Into The Tidyverse

What is the tidyverse?

The tidyverse is an opinionated collection of R packages designed for data science. All packages share an underlying design philosophy, grammar, and data structures (tidyverse.org).

Its primary goal is to facilitate a conversation between a human and a computer about data (Wickham et al., 2019).

tidyverse core packages

  • readr: data import
  • tibble: modern data frame object
  • stringr: working with strings
  • forcats: working with factors
  • tidyr: data tidying
  • dplyr: data manipulation
  • ggplot2: data visualization
  • purrr: functional programming

Tidy Data

Tidy data sets are all alike; but every messy data set is messy in its own way (Wickham/Grolemund, 2017]

Tidy Data Principles:

The concept of tidy data has been coined by Hadley Wickham in his 2014 paper, Tidy Data.
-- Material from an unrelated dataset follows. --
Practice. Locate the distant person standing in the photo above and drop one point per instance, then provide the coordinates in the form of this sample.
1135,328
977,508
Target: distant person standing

The concept formulates principles for structuring rectangular, tabular data sets consisting of rows and columns:

  1. Each variable forms a column.

  2. Each observation forms a row.

  3. Each type of observational unit forms a table.

Side Trip:
We’re Going To Antarctica…

Data: palmerpenguins

To learn about the tidyverse, we will use data from the palmerpenguins package by Allison Horst.

The package comes with data about penguins observed on islands in the Palmer Archipelago near Palmer Station, Antarctica.

Importing Data

readr: Read Rectangular Text Data

readr provides read and write functions for multiple different file formats:

  • read_delim(): general delimited files
  • read_csv(): comma separated files
  • read_csv2(): semicolon separated files
  • read_tsv(): tab separated files

Conveniently, the write_*() functions are analogous to the read_*() functions:

  • write_delim(): general delimited files
  • write_csv(): comma separated files
  • write_csv2(): semicolon separated files
  • write_tsv(): tab separated files

Reading Data

In addition, you can use the following packages to read data in other file formats:

  • readxl: Excel files
  • haven: SPSS & STATA files
  • googlesheets4: Google Sheets
  • rvest: HTML files

Subsetting & Mutating Data

dplyr: A Grammar of Data Manipulation

dplyr provides a set of functions for manipulating data frame objects while relying on a consistent grammar. Functions are intuitively represented by “verbs” that reflect the underlying operations.

Today, we will use the following functions from dplyr:

Operations on rows:

  • filter() picks rows that meet one or several logical criteria

Operations on columns:

  • select() picks respectively drops certain columns
  • rename() changes the column names
  • mutate() transforms the column values and/or creates new columns

Operations on grouped data:

  • group_by() partitions data based on one or several columns
  • summarize() reduces a group of data into a single row

Piping Operations

magrittr: The Forward-Pipe Operator

magrittr comes with a set of operators, of which we will only use one:

  • Pipe Operator: %>%

Essentially, the pipe operator aims to improve the readability of your code in multiple ways:

  • arrange operations into an easily readable pipeline of chained commands (left-to-right),
  • avoid nested function calls (inside-out),
  • minimize the use of local variable assignments (<-) and function definitions, and
  • easily add and/or delete steps in your pipeline without breaking the code.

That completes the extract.